The Center for Rural Development has announced that Emily Phillips will assume a dual leadership role in the organization.
Lonnie Lawson, president and CEO of The Center, announced this week that Phillips will serve as youth programs coordinator while continuing her current position as community liaison.
Phillips will coordinate The Center’s three summer youth leadership programs—Rogers Scholars, Rogers Explorers, and Entrepreneurial Leadership Institute (ELI)—and carry on her work as a community representative of The Center within its 42-county primary service area.
“Emily will concentrate on moving our youth leadership programs forward as we begin recruitment this fall for middle and high school students seeking to apply for next year’s summer camps,” Lawson said. “The Center is dedicated to helping the youth of Southern and Eastern Kentucky develop the skills they need to seize their potential as the region’s next generation of business and entrepreneurial leaders.”
Since January, Phillips has served as community liaison and sales associate at The Center.

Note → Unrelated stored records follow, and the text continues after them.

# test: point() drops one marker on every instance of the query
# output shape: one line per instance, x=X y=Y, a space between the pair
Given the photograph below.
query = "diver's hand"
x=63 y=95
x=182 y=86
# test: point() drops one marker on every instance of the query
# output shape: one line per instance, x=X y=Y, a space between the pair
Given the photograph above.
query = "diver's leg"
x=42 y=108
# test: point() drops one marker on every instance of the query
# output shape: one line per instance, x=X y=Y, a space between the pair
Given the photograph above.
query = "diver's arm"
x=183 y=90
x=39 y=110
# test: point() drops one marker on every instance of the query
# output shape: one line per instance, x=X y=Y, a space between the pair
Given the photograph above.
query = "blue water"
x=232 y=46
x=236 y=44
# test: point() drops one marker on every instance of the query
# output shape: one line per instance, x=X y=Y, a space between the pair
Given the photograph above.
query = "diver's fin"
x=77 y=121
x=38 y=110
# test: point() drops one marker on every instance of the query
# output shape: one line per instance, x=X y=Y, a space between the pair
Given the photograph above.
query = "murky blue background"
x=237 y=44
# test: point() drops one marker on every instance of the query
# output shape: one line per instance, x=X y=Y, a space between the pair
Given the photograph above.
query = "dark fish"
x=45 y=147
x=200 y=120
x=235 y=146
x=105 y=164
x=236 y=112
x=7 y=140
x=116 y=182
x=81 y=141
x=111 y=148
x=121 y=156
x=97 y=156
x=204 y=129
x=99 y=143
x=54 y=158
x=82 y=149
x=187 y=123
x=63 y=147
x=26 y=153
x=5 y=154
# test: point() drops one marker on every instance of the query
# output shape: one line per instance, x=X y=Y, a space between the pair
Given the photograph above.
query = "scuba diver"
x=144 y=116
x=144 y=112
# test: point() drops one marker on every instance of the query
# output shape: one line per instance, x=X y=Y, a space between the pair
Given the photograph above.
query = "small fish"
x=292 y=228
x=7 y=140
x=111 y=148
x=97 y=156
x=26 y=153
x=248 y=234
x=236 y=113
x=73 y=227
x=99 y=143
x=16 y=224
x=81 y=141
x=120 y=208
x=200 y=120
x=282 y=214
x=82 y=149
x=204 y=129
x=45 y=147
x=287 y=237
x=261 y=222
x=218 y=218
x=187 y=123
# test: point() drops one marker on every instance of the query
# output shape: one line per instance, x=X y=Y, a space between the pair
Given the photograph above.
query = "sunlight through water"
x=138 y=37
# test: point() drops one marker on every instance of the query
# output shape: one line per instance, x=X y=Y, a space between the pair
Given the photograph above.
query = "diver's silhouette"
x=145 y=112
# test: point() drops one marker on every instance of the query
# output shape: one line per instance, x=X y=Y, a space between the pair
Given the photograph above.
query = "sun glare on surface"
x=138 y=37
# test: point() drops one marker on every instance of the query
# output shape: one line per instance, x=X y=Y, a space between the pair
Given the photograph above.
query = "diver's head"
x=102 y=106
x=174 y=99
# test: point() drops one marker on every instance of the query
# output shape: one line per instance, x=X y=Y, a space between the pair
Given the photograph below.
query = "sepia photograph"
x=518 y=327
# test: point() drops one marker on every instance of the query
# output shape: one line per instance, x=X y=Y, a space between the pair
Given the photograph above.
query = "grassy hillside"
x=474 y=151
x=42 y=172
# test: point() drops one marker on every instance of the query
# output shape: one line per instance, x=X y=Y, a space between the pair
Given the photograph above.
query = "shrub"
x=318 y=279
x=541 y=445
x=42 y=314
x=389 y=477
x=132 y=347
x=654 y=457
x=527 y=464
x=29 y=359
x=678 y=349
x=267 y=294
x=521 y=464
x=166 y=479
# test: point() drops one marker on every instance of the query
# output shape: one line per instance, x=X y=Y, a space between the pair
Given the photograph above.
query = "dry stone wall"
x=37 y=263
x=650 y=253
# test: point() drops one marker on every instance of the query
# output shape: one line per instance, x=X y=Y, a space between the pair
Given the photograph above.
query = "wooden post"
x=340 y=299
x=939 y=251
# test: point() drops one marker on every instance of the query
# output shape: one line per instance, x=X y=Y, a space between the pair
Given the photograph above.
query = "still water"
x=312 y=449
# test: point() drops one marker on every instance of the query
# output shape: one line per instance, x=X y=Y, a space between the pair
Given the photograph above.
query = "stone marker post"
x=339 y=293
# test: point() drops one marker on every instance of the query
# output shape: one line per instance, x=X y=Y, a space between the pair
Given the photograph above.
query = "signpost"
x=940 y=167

She documents her travels across the region and experiences along the way in a blog, “The Center Lane,” posted on The Center’s website at centertech.com.

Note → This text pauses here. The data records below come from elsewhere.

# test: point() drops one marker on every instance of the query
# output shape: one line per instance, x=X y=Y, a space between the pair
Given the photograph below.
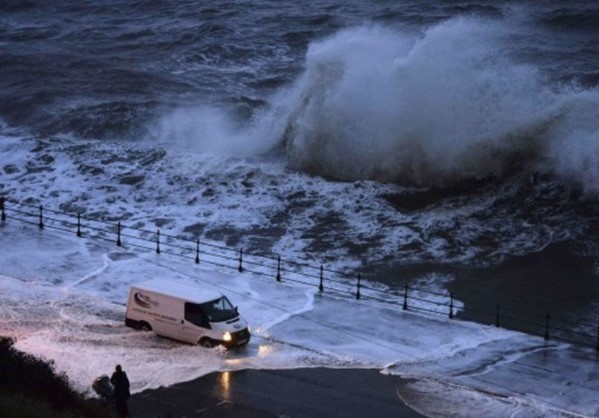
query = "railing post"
x=41 y=223
x=78 y=224
x=497 y=323
x=278 y=268
x=2 y=208
x=320 y=286
x=198 y=251
x=118 y=234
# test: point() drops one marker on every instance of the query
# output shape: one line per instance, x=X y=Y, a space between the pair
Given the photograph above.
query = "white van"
x=186 y=313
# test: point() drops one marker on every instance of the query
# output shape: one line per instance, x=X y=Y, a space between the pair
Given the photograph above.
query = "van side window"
x=195 y=315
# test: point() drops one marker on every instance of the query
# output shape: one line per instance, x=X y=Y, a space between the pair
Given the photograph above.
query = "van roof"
x=192 y=293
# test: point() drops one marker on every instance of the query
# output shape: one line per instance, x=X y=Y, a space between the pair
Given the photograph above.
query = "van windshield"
x=219 y=310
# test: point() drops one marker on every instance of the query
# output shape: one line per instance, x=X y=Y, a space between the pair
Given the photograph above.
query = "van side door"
x=195 y=323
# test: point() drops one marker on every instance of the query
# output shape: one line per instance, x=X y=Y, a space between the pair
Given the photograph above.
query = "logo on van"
x=144 y=301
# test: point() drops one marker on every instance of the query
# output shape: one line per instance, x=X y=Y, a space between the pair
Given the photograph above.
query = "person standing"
x=121 y=391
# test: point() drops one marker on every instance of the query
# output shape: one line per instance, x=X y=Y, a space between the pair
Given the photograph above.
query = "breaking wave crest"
x=430 y=109
x=435 y=109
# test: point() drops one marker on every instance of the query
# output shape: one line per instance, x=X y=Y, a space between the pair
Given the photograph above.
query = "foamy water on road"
x=64 y=300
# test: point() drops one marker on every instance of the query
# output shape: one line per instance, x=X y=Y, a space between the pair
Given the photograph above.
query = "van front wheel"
x=206 y=342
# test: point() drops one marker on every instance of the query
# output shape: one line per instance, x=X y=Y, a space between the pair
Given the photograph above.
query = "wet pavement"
x=314 y=392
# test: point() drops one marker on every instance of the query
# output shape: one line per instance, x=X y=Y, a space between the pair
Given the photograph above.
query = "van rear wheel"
x=206 y=342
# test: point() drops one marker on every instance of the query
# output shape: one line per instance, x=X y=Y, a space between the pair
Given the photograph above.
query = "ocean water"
x=451 y=145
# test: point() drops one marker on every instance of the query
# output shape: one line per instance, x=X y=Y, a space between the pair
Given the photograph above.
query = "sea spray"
x=450 y=105
x=431 y=109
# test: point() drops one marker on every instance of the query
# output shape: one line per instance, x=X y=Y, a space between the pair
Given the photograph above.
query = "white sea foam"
x=65 y=302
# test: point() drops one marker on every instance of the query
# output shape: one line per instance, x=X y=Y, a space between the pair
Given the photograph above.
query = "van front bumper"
x=239 y=338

“I am honored to be asked to lead these programs that have such a profound effect on the future of our region,” Phillips said. “Working with the youth programs this past summer, I got to see the immediate impact our programming has on these incredible young people. I look forward to working with these students to make our region an even better place to live and work.”
Before she joined The Center’s staff, Phillips was employed by Monticello Banking Company in Wayne County. Prior to that, she served as a major gifts officer at Union College in Barbourville.
She earned a bachelor’s degree in political science from Transylvania University, and a master’s degree in public administration from Eastern Kentucky University.
While completing her graduate work, she also served as an intern for Kentucky League of Cities, a Lexington-based organization that supports community innovation, effective leadership and quality governance in cities across Kentucky.
Phillips and her husband, Frank, an attorney with Phillips & Phillips Attorneys, make their home in Monticello.